I guess the best way to explain it is the catchbox acts as a "sight" and asists on concentrating your focus closer to the target. I know when I try something new either shooting farther away or at a smaller target, that it takes me longer to "get it down" when I place the object in an open field, as suppose to starting out in one of my catchboxes. This maybe all in my mind, but I think that is the point









So I plan, hopefully in the near future, to make various size "frames" (decreasing in size) for catchbox @ work to help on my field of view.

That's the theory anyway

thanks

LGD


----------



## slingshotvibe (Sep 26, 2010)

I recently had a idea of useing a fold up travle golf chip net which is netted so you can only see the can and can also catch your ammo


----------



## philly (Jun 13, 2010)

Similar situation Duck, I shot at a 4" disk with a 3" orange paste dot on it for a long time. I can hit it all day long now from 10 to 15 meters, but put a 4" plate up without the orange dot and my score goes down. It's all about visualization, I don't use anything as a sight and shoot straight up vertical so its all eye, hand and brain coordination. Similarly, I shoot objects better than paper targets.
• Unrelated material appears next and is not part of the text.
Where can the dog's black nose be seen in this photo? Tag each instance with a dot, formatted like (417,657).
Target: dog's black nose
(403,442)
Go figure.
Philly


----------



## Ry-shot (Jul 22, 2011)

i dont aim.. so i dont think this would help me...


----------



## lightgeoduck (Apr 3, 2011)

oh contraire mon frere

I believe this would help non aimers as well, because either way aim or not, the eye is trying to focus in on the target, take baseball pitchers for instance, so if something is added to "shrink" the field of view it should show improvement on target contact.

LGD


----------



## marcus sr (Jun 5, 2011)

the more smaller the target for me the more i improve,i like the pressure lol.all jokes aside,best thing ive found so far for me is a piece of wood 4x1 inch dowel,i find even if im missing im within a half inch of the dowel so in my eyes,good target to practise on if ur a game shooter ie rabbit pigeon pheasant etc


----------



## slingshot_sniper (Feb 20, 2011)

If your theory helps you LGD go for it









Wingshooting? flying catch box! now that would be cool


----------